Gilbert Gottfried and the decline and fall of the American empire

In the New York Review of Books, Tim Parks describes the frustrations of being an English writer working for the US market, and I know what he means. It’s not just about the divergences in word use and orthography that have set in since we benevolently decided the colonial bicycle could run without stabilisers; it’s about a whole host of assumptions and inferences, about shifting expectations of what readers might know or not know. (It’s also about tone, so if any passing American Republican readers feel obliged to point out that my metaphorical analysis of the endgame of their Revolutionary War is a tad indulgent to the British, please look up “sarcasm” before commenting. Have a nice day!)

Anyway, language and content. Parks is relatively relaxed about using “gotten” where his instinct would be to put “got”, because that’s a clear cut example of how the language has developed on each side of the Atlantic. What does irk him is that he’s forced to convert to miles, fahrenheit and the twelve-hour clock, even when he’s writing about Italy:
Slowly, as well as being concerned that some sentences were now feeling clunky and odd, I began to wonder if American readers really needed or demanded this level of protection. Wouldn’t they soon figure out, if I said “the temperature was up in the sizzling thirties,” that I was talking Celsius? Or at least that in another part of the world people had another system for measuring temperature where thirty was considered warm? Mightn’t it be fascinating for them to be reminded that the twenty-four-hour clock, which Americans usually associate with military operations, has long been in standard civilian usage in Europe? Italy introduced it as early as 1893.

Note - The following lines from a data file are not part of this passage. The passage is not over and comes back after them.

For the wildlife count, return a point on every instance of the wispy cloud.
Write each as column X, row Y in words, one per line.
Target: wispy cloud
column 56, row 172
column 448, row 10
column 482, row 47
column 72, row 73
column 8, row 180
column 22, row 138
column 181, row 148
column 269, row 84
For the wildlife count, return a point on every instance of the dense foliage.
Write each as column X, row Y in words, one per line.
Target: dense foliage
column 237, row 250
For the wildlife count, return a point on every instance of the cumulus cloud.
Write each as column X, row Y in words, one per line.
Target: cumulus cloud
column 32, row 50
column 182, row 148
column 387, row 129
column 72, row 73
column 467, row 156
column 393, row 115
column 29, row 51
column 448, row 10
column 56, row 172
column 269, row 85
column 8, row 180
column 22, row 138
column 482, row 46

There are two things going on here. The first, of course, is American cultural hegemony, which means that the average Italian (or a Briton or a Malaysian or an Algerian or whatever) will almost certainly know more about American culture than a similarly random American will know about Italian culture. But there’s a rider to that; because Americans are exposed to so little unfiltered foreign culture, they’re not expected to be able to cope with it. So a Brit may not know who Gilbert Gottfried or Sandy Koufax is, but will probably be able to work out from the context a rough idea why they’re famous; the gatekeepers of US culture will feel the need to explain Norman Wisdom or Monty Panesar to consumers, or even delete the references entirely. (I discussed this a few years ago, in relation to the TV show Extras being tweaked for American viewers.) And we never know whether those consumers have the curiosity to solve the riddles, because they’re so rarely put in a situation where such ingenuity is necessary. Way back when I was working on the North American edition of the Guinness Book of Records, I was specifically ordered not to put metric equivalents alongside US measures “because it’ll only confuse them”.

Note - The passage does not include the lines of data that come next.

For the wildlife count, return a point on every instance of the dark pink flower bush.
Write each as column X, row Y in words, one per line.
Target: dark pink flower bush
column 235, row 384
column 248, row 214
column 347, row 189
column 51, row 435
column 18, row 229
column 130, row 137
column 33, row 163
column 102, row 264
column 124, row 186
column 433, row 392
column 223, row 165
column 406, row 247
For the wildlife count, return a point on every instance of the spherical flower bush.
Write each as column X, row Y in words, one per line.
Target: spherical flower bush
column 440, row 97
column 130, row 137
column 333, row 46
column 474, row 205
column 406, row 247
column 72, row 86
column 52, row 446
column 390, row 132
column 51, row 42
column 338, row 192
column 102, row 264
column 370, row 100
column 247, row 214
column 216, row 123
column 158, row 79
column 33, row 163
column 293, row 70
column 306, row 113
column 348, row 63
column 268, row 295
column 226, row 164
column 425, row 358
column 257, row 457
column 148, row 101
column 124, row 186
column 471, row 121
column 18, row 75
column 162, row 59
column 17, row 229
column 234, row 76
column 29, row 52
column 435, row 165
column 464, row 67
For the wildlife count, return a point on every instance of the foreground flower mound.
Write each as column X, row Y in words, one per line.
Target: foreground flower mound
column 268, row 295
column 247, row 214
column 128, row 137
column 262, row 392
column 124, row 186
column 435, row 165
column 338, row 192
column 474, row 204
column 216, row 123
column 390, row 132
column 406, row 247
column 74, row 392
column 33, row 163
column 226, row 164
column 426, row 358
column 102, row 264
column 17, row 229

Another example. I’ve got the US edition of The Salmon of Doubt, a posthumous collection of Douglas Adams’s writings. Now, someone has apparently decided that references to “Britain” or “the UK” will be too taxing to readers, so they’ve been replaced by “England”. Most of the time this doesn’t matter much, since although Adams was British, he was also English; he was born and educated in the English bit of Britain and spent most of his life there. But then you get to a sentence such as “But I also believe that England should enter the European Monetary Union.” Apart from the fact that this would have been a constitutional impossibility, surely an American who knew what the European Monetary Union was would also know that England and the UK were two different things?

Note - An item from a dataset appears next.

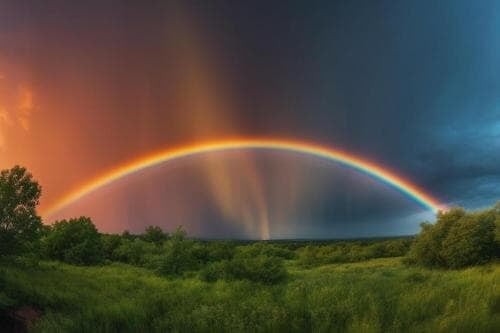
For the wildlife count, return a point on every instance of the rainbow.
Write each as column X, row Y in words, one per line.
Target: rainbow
column 373, row 170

The fact is that the US has been able to maintain this glorious aloofness because of the economic and cultural advantage it has enjoyed over much of the world for the past 60 years or so. Now that the end of that period of domination is in sight, will they be able to cope with the fact that kilometres and cricket and Norman Wisdom exist, whether they understand them or not? Or are they simply going to disengage from everyone else and celebrate their glorious post-imperial decline by watching endless clips of Gilbert Gottfried? Whoever the hell he is.

1 comment:

Pearl said...

Not only do I believe I shall be able to cope, I demand to be challenged!

:-)

"You've hit the nail on the head, and it saddens me to say it.)